Canadian laws prohibiting public nudity are an infringement of constitutional rights, an Ontario court will hear Tuesday.
Prominent defence lawyer Clayton Ruby was expected to argue current laws in Canada prohibiting nudity in public places, or on private property exposed to public view, are overly broad, and should be struck down and the laws under the Criminal Code updated.Oh those nudists! Such jokers, no?
According to the Federation of Canadian Nudists, these laws are archaic because they define nudity as generally "indecent" and intended to cause "harm" to those who witness it.
The challenge is being launched on behalf of Mr. Ruby's client, Brian Coldin, a nudist resort operator in Bracebridge, a small cottage country town about two hours north of Toronto.
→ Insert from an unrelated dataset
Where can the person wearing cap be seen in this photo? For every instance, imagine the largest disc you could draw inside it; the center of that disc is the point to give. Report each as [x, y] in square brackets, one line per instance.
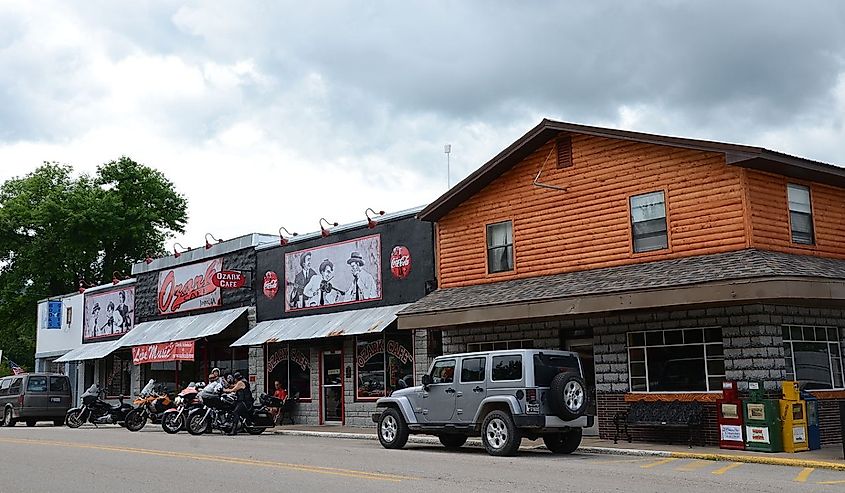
[363, 285]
Mr. Coldin, who has been arrested numerous times over the years for public nudity, was charged last year with five counts related to incidents between April 2008 and May 2009 near his resort and at both Tim Hortons and A&W drive-throughs.
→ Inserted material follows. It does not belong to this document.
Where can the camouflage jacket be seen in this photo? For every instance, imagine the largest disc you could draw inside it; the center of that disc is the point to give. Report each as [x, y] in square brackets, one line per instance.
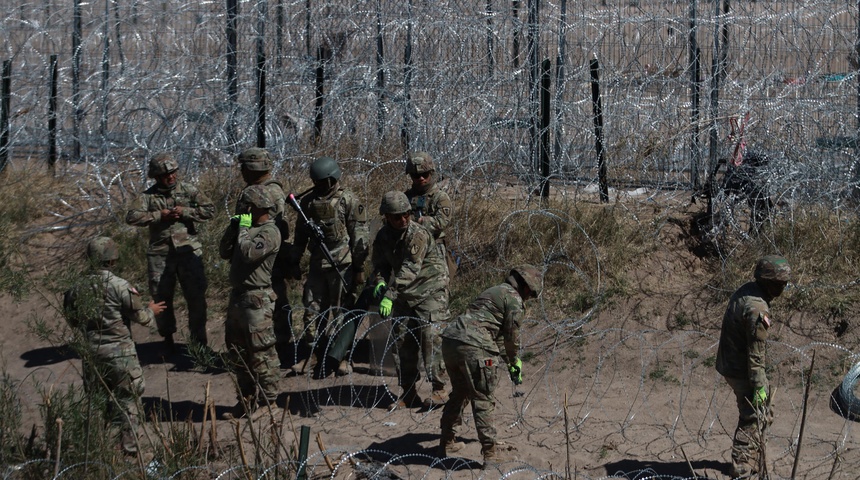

The criminal trial, which began last fall, heard testimony from one of the restaurant workers who cried on the stand when she described how Mr. Coldin and two others drove up to the pick-up window completely nude. She said Mr. Coldin and the driver both pretended to reach for their imaginary wallets to pay for their orders, causing their genitals to sway back and forth...
Update: I think oppressed nudists deserve their own space in Canada's "human rights" mausoleum, don't you. It could be called "the Nudity Zone." I have no doubt it would quickly become the edifice's most popular exhibit.